Bu cümleler CTP’nin Ocak 2017 tarihli UBP-DP hükümeti hakkında yaptığı açıklamada yer alıyordu. Yine aynı açıklamada UBP-DP hükümetine yönelik olarak “Bu kapsamda, Mayıs 2016’ya kadar düşüş eğiliminde olan enflasyonun bu Hükümet göreve geldikten sonra yükseliş eğilimine girmiş olmasını sadece döviz ve petrol fiyatlarına bağlamanın yürütme erkinin fonksiyonunu küçümseyen çok büyük bir siyasi yanlış olacağı kanısındayız” ifadeleri kullanılmıştır.
Nerden nereye
Bugün 1.5 yıl önce CTP’nin eleştirdiği ve kendilerinin bu sorunlar çözebileceklerini iddia ettikleri her şey, CTP’nin de içinde bulunduğu hükümet tarafından uygulanıyor. Başbakan ve hükümet yetkililerinin tüm açıklamalarına ve çıkışları dar boğazda olan insanlar tarafından inandırıcı bulunmuyor. Kriz sadece ekonomik değil aynı zamanda inandırıcılık ve temsil krizi olarak da varlığını sürdürüyor.

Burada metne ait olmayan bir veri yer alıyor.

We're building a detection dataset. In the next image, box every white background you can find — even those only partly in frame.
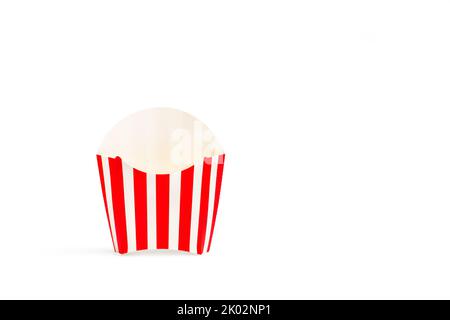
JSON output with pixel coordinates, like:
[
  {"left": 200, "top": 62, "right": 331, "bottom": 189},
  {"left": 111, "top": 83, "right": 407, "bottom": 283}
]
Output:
[{"left": 0, "top": 0, "right": 450, "bottom": 299}]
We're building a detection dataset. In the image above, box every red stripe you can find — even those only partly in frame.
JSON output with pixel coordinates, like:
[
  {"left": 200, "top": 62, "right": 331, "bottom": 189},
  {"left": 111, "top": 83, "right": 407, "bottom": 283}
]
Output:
[
  {"left": 178, "top": 166, "right": 194, "bottom": 251},
  {"left": 197, "top": 158, "right": 211, "bottom": 254},
  {"left": 156, "top": 174, "right": 170, "bottom": 249},
  {"left": 97, "top": 155, "right": 117, "bottom": 251},
  {"left": 109, "top": 157, "right": 128, "bottom": 253},
  {"left": 207, "top": 154, "right": 225, "bottom": 252},
  {"left": 133, "top": 169, "right": 148, "bottom": 250}
]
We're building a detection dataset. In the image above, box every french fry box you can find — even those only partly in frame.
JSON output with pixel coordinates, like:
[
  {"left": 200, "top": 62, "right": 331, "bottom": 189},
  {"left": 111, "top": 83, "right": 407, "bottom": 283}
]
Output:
[{"left": 97, "top": 108, "right": 225, "bottom": 254}]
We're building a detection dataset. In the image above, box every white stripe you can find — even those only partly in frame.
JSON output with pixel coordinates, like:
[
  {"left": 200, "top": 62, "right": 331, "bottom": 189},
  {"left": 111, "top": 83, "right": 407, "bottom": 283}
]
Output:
[
  {"left": 101, "top": 156, "right": 119, "bottom": 251},
  {"left": 189, "top": 161, "right": 203, "bottom": 253},
  {"left": 122, "top": 163, "right": 136, "bottom": 252},
  {"left": 203, "top": 157, "right": 219, "bottom": 252},
  {"left": 147, "top": 173, "right": 156, "bottom": 249},
  {"left": 169, "top": 172, "right": 181, "bottom": 250}
]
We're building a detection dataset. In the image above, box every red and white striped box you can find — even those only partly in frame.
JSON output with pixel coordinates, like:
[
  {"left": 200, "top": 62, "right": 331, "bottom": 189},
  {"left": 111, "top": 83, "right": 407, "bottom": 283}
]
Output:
[{"left": 97, "top": 107, "right": 225, "bottom": 254}]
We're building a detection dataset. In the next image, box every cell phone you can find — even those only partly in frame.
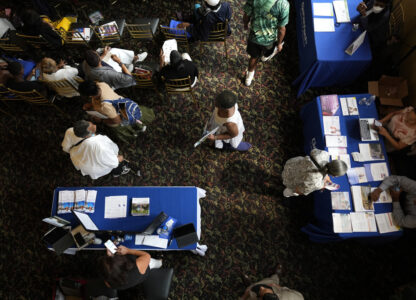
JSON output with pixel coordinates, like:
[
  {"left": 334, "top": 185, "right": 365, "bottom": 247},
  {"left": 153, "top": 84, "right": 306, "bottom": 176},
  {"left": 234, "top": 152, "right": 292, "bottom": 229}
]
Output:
[{"left": 104, "top": 240, "right": 117, "bottom": 254}]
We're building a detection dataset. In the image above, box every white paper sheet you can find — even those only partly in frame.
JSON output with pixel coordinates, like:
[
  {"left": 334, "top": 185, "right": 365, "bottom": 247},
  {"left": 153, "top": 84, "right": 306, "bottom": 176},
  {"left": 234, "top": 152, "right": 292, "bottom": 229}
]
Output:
[
  {"left": 313, "top": 18, "right": 335, "bottom": 32},
  {"left": 325, "top": 135, "right": 347, "bottom": 148},
  {"left": 350, "top": 212, "right": 377, "bottom": 232},
  {"left": 104, "top": 196, "right": 127, "bottom": 219},
  {"left": 322, "top": 116, "right": 341, "bottom": 135},
  {"left": 332, "top": 213, "right": 352, "bottom": 233},
  {"left": 162, "top": 39, "right": 178, "bottom": 64},
  {"left": 332, "top": 0, "right": 351, "bottom": 23},
  {"left": 313, "top": 3, "right": 334, "bottom": 17},
  {"left": 376, "top": 213, "right": 400, "bottom": 233},
  {"left": 331, "top": 192, "right": 351, "bottom": 210}
]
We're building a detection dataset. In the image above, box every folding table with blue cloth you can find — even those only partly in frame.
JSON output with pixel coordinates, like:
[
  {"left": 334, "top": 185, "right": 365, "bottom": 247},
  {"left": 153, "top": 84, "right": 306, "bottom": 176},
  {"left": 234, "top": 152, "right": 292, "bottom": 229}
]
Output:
[
  {"left": 300, "top": 94, "right": 403, "bottom": 243},
  {"left": 294, "top": 0, "right": 372, "bottom": 97}
]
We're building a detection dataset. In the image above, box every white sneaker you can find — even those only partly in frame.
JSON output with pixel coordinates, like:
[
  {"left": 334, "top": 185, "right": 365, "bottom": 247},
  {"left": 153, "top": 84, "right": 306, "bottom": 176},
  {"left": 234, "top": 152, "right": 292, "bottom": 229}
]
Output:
[
  {"left": 261, "top": 46, "right": 278, "bottom": 62},
  {"left": 245, "top": 71, "right": 255, "bottom": 86},
  {"left": 137, "top": 52, "right": 147, "bottom": 62}
]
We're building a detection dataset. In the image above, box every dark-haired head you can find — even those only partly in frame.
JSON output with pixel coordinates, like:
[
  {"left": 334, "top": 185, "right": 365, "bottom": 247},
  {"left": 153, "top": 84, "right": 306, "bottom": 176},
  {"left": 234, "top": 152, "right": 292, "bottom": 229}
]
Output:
[
  {"left": 169, "top": 50, "right": 183, "bottom": 70},
  {"left": 98, "top": 255, "right": 136, "bottom": 287},
  {"left": 84, "top": 50, "right": 101, "bottom": 68},
  {"left": 78, "top": 80, "right": 100, "bottom": 97},
  {"left": 324, "top": 159, "right": 348, "bottom": 177},
  {"left": 74, "top": 120, "right": 97, "bottom": 138},
  {"left": 7, "top": 61, "right": 23, "bottom": 76},
  {"left": 216, "top": 90, "right": 237, "bottom": 109}
]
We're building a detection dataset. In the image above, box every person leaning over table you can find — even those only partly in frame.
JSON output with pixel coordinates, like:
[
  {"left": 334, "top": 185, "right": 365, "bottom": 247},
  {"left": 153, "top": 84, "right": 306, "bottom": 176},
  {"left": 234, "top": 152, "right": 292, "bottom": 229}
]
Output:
[
  {"left": 374, "top": 106, "right": 416, "bottom": 152},
  {"left": 282, "top": 149, "right": 348, "bottom": 197},
  {"left": 371, "top": 175, "right": 416, "bottom": 228},
  {"left": 98, "top": 246, "right": 162, "bottom": 290}
]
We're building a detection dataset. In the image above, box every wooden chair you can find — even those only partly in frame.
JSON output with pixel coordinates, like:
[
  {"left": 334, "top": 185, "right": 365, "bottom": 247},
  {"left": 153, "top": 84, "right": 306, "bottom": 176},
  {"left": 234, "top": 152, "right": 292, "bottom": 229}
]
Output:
[
  {"left": 132, "top": 73, "right": 160, "bottom": 97},
  {"left": 0, "top": 38, "right": 25, "bottom": 53},
  {"left": 389, "top": 3, "right": 404, "bottom": 36},
  {"left": 160, "top": 25, "right": 190, "bottom": 53},
  {"left": 59, "top": 28, "right": 91, "bottom": 48},
  {"left": 126, "top": 18, "right": 159, "bottom": 45},
  {"left": 162, "top": 76, "right": 197, "bottom": 103},
  {"left": 90, "top": 20, "right": 126, "bottom": 47},
  {"left": 41, "top": 77, "right": 84, "bottom": 97},
  {"left": 16, "top": 33, "right": 48, "bottom": 49},
  {"left": 8, "top": 89, "right": 67, "bottom": 116},
  {"left": 199, "top": 20, "right": 228, "bottom": 65}
]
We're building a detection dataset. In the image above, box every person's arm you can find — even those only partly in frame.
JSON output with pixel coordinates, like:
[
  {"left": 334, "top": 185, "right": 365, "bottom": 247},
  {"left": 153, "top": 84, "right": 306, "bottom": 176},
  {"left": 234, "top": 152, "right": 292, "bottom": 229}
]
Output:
[
  {"left": 378, "top": 126, "right": 408, "bottom": 150},
  {"left": 117, "top": 246, "right": 150, "bottom": 274},
  {"left": 111, "top": 54, "right": 131, "bottom": 75},
  {"left": 208, "top": 123, "right": 238, "bottom": 141}
]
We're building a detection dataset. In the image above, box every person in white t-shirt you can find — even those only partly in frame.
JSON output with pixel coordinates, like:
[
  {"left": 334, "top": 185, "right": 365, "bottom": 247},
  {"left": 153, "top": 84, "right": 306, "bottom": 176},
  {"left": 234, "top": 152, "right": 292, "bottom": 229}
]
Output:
[
  {"left": 40, "top": 57, "right": 79, "bottom": 98},
  {"left": 62, "top": 120, "right": 130, "bottom": 179},
  {"left": 207, "top": 90, "right": 251, "bottom": 151}
]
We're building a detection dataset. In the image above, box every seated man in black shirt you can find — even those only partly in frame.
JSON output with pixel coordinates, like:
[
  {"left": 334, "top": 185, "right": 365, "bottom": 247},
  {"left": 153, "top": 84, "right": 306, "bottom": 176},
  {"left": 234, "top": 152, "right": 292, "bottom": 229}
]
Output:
[
  {"left": 160, "top": 50, "right": 199, "bottom": 87},
  {"left": 6, "top": 62, "right": 48, "bottom": 96}
]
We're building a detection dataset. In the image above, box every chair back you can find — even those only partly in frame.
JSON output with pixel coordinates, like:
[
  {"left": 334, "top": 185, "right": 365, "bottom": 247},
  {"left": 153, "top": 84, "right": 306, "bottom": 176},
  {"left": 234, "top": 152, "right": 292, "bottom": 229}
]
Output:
[
  {"left": 59, "top": 28, "right": 91, "bottom": 48},
  {"left": 203, "top": 20, "right": 228, "bottom": 43},
  {"left": 90, "top": 25, "right": 121, "bottom": 46},
  {"left": 160, "top": 25, "right": 189, "bottom": 53},
  {"left": 389, "top": 3, "right": 404, "bottom": 36},
  {"left": 162, "top": 76, "right": 192, "bottom": 94},
  {"left": 42, "top": 77, "right": 84, "bottom": 97},
  {"left": 16, "top": 33, "right": 48, "bottom": 49},
  {"left": 0, "top": 39, "right": 25, "bottom": 53},
  {"left": 126, "top": 23, "right": 153, "bottom": 40}
]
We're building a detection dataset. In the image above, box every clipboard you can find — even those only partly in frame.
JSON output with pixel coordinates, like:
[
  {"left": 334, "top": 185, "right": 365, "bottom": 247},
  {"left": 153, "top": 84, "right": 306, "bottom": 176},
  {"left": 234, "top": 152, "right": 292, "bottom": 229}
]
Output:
[{"left": 194, "top": 126, "right": 220, "bottom": 148}]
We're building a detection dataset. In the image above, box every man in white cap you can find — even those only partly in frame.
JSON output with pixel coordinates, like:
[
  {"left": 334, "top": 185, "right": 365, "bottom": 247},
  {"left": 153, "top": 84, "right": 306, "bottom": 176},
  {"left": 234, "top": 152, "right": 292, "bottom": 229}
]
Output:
[{"left": 178, "top": 0, "right": 232, "bottom": 41}]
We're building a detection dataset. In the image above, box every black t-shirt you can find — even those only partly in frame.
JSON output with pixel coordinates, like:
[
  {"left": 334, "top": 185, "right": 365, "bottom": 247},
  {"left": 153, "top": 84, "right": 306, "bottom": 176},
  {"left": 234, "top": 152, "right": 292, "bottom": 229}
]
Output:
[
  {"left": 111, "top": 254, "right": 150, "bottom": 290},
  {"left": 160, "top": 59, "right": 198, "bottom": 84}
]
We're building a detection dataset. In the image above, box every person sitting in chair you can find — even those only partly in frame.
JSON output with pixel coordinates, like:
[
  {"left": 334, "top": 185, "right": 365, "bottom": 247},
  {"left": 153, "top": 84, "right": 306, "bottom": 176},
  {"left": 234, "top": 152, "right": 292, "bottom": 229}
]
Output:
[
  {"left": 160, "top": 50, "right": 199, "bottom": 87},
  {"left": 98, "top": 246, "right": 162, "bottom": 290},
  {"left": 40, "top": 57, "right": 79, "bottom": 98},
  {"left": 62, "top": 120, "right": 130, "bottom": 179},
  {"left": 178, "top": 0, "right": 232, "bottom": 41}
]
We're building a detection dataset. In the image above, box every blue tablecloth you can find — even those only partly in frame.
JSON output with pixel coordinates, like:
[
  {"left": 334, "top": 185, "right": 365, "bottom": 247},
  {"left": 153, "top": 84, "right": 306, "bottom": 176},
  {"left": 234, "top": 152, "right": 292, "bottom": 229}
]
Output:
[
  {"left": 294, "top": 0, "right": 372, "bottom": 97},
  {"left": 51, "top": 187, "right": 200, "bottom": 250},
  {"left": 301, "top": 94, "right": 402, "bottom": 243}
]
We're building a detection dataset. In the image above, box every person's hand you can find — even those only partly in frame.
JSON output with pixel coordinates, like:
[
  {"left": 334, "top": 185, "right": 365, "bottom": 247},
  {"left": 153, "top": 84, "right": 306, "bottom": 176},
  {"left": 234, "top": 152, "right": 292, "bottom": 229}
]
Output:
[
  {"left": 207, "top": 134, "right": 215, "bottom": 141},
  {"left": 117, "top": 245, "right": 129, "bottom": 255},
  {"left": 390, "top": 188, "right": 402, "bottom": 202},
  {"left": 370, "top": 188, "right": 383, "bottom": 202},
  {"left": 176, "top": 22, "right": 191, "bottom": 29},
  {"left": 103, "top": 46, "right": 111, "bottom": 55},
  {"left": 57, "top": 59, "right": 65, "bottom": 69},
  {"left": 378, "top": 126, "right": 389, "bottom": 137},
  {"left": 357, "top": 2, "right": 367, "bottom": 16},
  {"left": 111, "top": 54, "right": 121, "bottom": 64}
]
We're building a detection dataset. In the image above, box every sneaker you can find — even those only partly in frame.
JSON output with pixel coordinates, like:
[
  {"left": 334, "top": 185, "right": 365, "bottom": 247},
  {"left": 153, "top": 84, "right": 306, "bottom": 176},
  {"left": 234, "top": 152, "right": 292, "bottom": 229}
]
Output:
[
  {"left": 136, "top": 52, "right": 147, "bottom": 62},
  {"left": 261, "top": 46, "right": 278, "bottom": 62},
  {"left": 245, "top": 71, "right": 254, "bottom": 86}
]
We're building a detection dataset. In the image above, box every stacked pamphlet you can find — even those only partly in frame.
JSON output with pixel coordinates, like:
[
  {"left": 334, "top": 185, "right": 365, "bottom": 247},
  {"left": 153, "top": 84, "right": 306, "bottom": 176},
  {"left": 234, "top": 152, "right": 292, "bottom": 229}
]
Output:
[{"left": 57, "top": 189, "right": 97, "bottom": 214}]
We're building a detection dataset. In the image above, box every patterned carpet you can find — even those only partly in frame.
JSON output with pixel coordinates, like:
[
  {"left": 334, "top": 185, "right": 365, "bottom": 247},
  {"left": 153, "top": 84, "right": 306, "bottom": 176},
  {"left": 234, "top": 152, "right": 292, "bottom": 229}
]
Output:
[{"left": 0, "top": 0, "right": 416, "bottom": 299}]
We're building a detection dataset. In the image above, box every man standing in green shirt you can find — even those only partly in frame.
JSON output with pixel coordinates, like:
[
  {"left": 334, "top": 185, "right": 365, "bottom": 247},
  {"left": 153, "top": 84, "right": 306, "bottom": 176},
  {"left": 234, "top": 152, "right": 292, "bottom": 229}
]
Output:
[{"left": 243, "top": 0, "right": 290, "bottom": 86}]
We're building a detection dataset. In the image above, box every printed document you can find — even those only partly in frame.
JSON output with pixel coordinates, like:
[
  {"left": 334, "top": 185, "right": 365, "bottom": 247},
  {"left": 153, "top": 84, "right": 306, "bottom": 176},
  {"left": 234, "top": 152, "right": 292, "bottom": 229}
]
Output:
[
  {"left": 332, "top": 0, "right": 351, "bottom": 23},
  {"left": 313, "top": 18, "right": 335, "bottom": 32},
  {"left": 332, "top": 213, "right": 352, "bottom": 233},
  {"left": 104, "top": 196, "right": 127, "bottom": 219},
  {"left": 313, "top": 2, "right": 334, "bottom": 17},
  {"left": 350, "top": 212, "right": 377, "bottom": 232},
  {"left": 376, "top": 213, "right": 401, "bottom": 233}
]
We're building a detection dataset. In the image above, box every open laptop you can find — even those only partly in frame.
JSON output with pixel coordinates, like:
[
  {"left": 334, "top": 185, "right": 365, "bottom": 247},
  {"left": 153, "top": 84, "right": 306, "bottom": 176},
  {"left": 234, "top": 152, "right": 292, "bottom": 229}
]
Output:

Neredeyse her hafta yaşadığımız zam döngüsü içerisinde hükümet bir yandan muhalefetteyken eleştirdiği duruma düşerek zamları dövizdeki ve petroldeki artışlara bağlarken diğer yandan da sermaye kesimlerinin çıkarlarına dokunmadan krizin tüm faturasını çeşitli toplumsal kesimlere çıkartma çabasına girişiyor. Daha 1.5 yıl önce “zam yapan hükümet, ülkede hayatın pahalılaşmasına ve dar gelirli yurttaşlarımızın ciddi zorluklarla karşı karşıya kalmasına sebebiyet vermiş durumdadır” açıklamasını yapan hükümet ortağı CTP, bugün aynı cümlelerin sanki hiç kurmamışlar gibi hareket etmektedir.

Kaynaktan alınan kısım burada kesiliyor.